Shape analysis of mass is performed using the moment invariant and Radon based features. Total 270 sample mammograms which contain different shape of mass have been taken from both MIAS and DDSM datasets for experiment. Sample mammograms include 60 round, 48 ovals, 60 lobulated, and 102 irregular shape masses. Extracted masses of different shapes and their Radon transforms are shown in Fig. 10(a-h), respectively.

Fig. 10
figure 10

Different shapes of masses (first row) and corresponding Radon transform (second row) (a) Round, (b) Oval, (c) Lobulated, (d) Irregular

Performance of the proposed feature vectors is evaluated using multi-class SVM with RBF kernel. Moment invariant and radon based features are used separately for training and testing of SVM classifier. 180 samples are used for training and 80 samples are used for testing. Total 80 testing mass images contain 18 round shape, 13 oval, 25 irregular, and 24 lobulated type masses. Performance comparison of classification is also done by combined set of both the features. Confusion matrix is shown in Table 8. Shape discrimination power of Radon based features is more effective than moment based features. Classification accuracy decreases by using combined features as compared to Radon based features; however, it increases as compared to moment based features.

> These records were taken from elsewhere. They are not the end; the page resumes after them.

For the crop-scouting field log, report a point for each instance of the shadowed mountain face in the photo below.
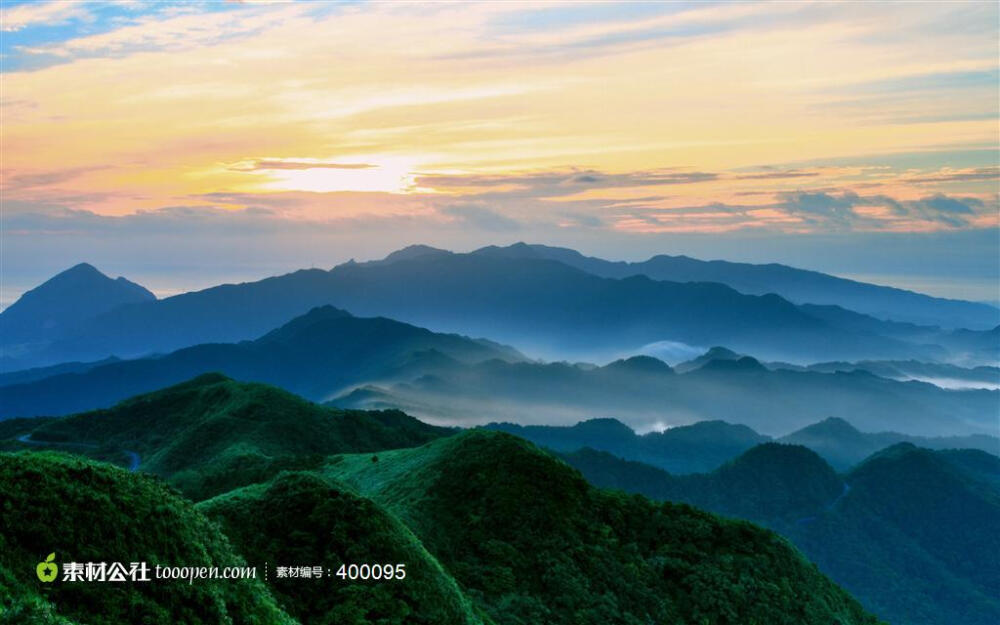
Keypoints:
(684, 449)
(455, 510)
(910, 532)
(539, 304)
(211, 434)
(379, 363)
(503, 516)
(60, 304)
(843, 446)
(315, 355)
(93, 508)
(797, 285)
(706, 445)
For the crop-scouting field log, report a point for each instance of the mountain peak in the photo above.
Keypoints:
(641, 364)
(413, 251)
(81, 269)
(64, 300)
(745, 363)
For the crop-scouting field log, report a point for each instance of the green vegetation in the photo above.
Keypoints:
(492, 529)
(302, 518)
(85, 511)
(910, 532)
(528, 539)
(211, 434)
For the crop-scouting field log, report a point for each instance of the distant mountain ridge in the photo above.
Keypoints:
(704, 446)
(741, 391)
(315, 355)
(797, 285)
(542, 305)
(62, 302)
(908, 531)
(290, 481)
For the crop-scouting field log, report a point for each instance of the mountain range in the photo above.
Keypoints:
(908, 531)
(61, 304)
(796, 285)
(492, 529)
(647, 394)
(706, 445)
(515, 295)
(315, 355)
(377, 363)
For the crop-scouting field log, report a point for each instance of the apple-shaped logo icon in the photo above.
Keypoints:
(48, 570)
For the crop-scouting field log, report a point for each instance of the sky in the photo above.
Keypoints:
(187, 144)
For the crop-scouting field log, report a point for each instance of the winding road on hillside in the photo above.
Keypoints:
(133, 457)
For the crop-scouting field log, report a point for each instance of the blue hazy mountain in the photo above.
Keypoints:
(60, 304)
(740, 391)
(706, 445)
(694, 448)
(797, 285)
(542, 306)
(843, 445)
(315, 355)
(910, 532)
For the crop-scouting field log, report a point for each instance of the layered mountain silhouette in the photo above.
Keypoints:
(60, 305)
(315, 355)
(706, 445)
(843, 445)
(909, 531)
(211, 434)
(646, 396)
(542, 305)
(477, 517)
(797, 285)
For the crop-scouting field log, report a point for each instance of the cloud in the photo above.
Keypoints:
(14, 181)
(481, 216)
(51, 13)
(266, 164)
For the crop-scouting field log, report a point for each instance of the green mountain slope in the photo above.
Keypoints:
(693, 448)
(910, 532)
(303, 518)
(84, 511)
(212, 434)
(314, 355)
(528, 539)
(772, 402)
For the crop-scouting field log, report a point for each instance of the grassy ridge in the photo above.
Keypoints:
(86, 511)
(306, 519)
(528, 539)
(212, 434)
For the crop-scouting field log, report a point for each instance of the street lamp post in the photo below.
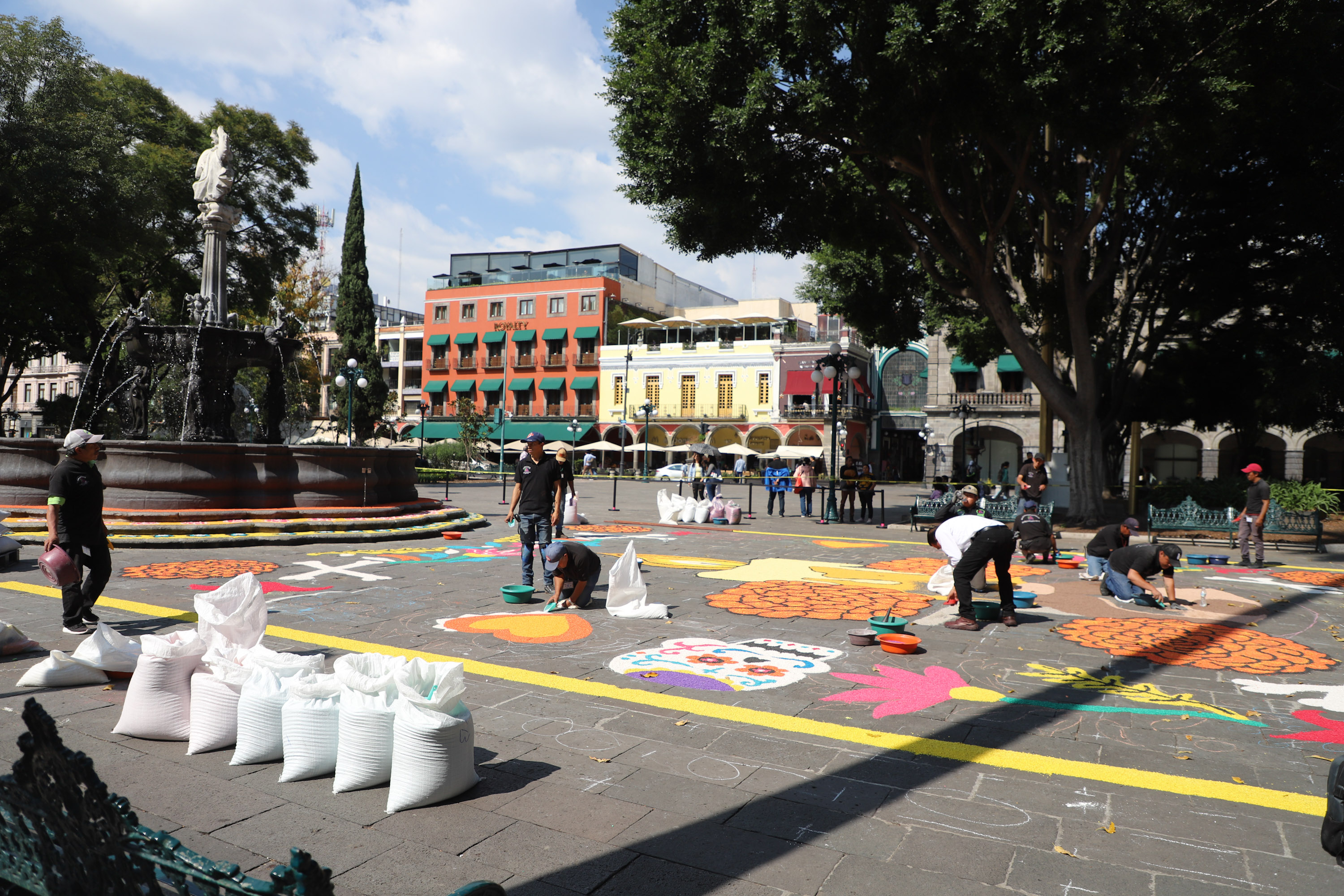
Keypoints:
(362, 379)
(835, 367)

Table 8 Classification accuracy (in %) for shape analysis of mass

5 Conclusions

This work presents an algorithm for fully automatic segmentation and classification of suspicious regions in the mammograms. Image processing operations have been applied on mammograms to clearly highlight the suspicious mass region. Multi-resolution based wavelet decomposition is used to reduce the noise and computational time. Segmentation of suspicious mass region has been performed by fast FCM clustering algorithm. Less computational time has been achieved by using the fast FCM as compared to conventional FCM algorithm. Classification between mass and normal tissues has been done using linear, RBF, polynomial and MLP kernel function. Highest sensitivity, specificity, and accuracy have been achieved by SVM with RBF kernel function. The classification of various mass shapes has also been performed using moment invariant and Radon based features. The validation results show that Radon based features give more accurate results as compared to moment-based features for discrimination of the shape of mass. In future work, classification accuracy will be enhanced by extracting new features and classification of different types of benign and malignant masses.